“An artist with an utmost unique profile and an extreme intensity who can be infectious… Thomas Mann once had his ‘Doctor Faustus’ claim that one should enjoy Schönberg’s music by reading rather than listening to it. Brankovic’s performance very convincingly demonstrated the contrary.”

Münchner Merkur

“Starting with the first bar of the Impromptu C- Minor, Op. 90/1, Senka Brankovic immersed herself entirely in Schubert’s world, she played spiritually and soulfully and deeply impressed,  with the C-Minor piece in particular. This evening never lapsed into sheer virtuosity, it was a pleasure to listen to this pianist, whether she played Schubert or Brahms or  – in her encore-   ‘improvised’ with Franz Liszt on Franz Schubert.

Süddeutsche Zeitung

„This time the Viennese pianist Senka Brankovic, born in Croatia, demonstrated her abilities in a mercilessly varied program….she was clearly at home in Brahm’s Händel Variations: with the presentation of the theme the audience encountered kind of stomped striding dance which grew- on account of her many-facetted interpretation-  all the way from playfulness over suffering  into the final, intensely presented last fugue.

Wiener Zeitung

“You want to pay attention to Senka Brankovic.”

Oberösterreichische Nachrichten

“His pianist Senka Brankovic is far more than just an accompanist.
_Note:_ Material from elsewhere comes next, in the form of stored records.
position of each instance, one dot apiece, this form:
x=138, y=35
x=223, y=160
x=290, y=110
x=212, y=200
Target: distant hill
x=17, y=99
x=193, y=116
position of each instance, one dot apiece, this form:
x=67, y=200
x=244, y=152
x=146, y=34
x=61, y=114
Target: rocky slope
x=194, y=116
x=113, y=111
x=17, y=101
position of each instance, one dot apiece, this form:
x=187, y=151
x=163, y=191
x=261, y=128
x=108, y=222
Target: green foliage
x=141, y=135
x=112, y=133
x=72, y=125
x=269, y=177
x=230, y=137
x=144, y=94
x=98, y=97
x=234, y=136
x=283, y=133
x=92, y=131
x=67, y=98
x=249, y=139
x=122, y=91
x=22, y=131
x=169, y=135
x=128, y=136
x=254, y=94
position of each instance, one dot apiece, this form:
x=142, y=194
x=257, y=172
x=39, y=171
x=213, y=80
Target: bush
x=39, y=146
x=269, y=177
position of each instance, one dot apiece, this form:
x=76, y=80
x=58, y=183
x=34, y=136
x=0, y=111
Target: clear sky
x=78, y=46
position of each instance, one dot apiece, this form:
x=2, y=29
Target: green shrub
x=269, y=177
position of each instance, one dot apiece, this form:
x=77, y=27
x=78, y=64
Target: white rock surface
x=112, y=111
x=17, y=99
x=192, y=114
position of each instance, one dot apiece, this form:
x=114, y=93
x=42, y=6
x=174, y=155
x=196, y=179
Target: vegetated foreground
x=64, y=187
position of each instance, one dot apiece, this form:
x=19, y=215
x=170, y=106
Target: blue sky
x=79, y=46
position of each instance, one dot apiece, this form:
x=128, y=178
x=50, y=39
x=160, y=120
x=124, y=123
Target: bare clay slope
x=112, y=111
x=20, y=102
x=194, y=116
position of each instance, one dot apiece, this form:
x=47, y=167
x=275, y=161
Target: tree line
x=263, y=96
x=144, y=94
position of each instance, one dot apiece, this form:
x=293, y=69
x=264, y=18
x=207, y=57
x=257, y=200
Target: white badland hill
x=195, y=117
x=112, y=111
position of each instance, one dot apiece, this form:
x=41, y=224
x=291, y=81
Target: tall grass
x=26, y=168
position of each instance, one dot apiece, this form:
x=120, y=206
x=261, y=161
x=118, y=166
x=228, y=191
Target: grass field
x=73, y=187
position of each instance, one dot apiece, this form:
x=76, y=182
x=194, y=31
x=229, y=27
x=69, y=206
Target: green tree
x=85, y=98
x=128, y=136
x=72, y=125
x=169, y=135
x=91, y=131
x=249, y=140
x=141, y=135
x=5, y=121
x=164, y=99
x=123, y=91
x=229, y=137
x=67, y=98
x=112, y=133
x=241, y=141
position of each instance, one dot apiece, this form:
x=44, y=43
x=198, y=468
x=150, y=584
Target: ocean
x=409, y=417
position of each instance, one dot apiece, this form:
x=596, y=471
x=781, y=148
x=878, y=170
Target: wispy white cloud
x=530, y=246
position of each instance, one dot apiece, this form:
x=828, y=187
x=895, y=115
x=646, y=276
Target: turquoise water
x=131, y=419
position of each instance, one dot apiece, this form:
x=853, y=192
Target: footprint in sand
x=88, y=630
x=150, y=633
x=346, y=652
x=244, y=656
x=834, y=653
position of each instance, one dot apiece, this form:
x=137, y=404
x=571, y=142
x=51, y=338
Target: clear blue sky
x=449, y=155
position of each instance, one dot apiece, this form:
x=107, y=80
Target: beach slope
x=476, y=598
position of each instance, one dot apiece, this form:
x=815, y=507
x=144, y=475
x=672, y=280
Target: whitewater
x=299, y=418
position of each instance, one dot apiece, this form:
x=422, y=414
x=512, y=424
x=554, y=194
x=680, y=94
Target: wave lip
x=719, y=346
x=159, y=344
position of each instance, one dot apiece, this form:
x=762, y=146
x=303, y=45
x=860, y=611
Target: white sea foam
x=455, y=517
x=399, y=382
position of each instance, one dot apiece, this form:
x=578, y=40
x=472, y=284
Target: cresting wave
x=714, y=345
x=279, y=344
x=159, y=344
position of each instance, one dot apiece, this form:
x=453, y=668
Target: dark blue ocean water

She picks up and almost assimilates the particular character of the resp. song and with her sophisticated touch and refined dynamics  implements the compositional intentions   — an accompanist in a very  class of her own.”

Schwäbische Zeitung

“ The first sonata, an early piece by Grieg, impresses in addition with rapid violin parts – an opportunity for every violinist to prove his virtuosity. And so Alban Beikircher nestled the violin under his chin, made brief eye contact with Senka Brankovic at the piano and the instruments began their dialogue: the piano introduced the theme, the violin followed. Lyrical parts billowed to forte, tender staccato led into flowing sounds, in between there were hammering accents, violin tremolo, piano runs, until finally the piece flowed out  into spherical violin resonances . There was a close to blind understanding between the two artists, both played with utmost  concentration, seemed to sense the tones almost intuitively, they were one with their respective instruments.”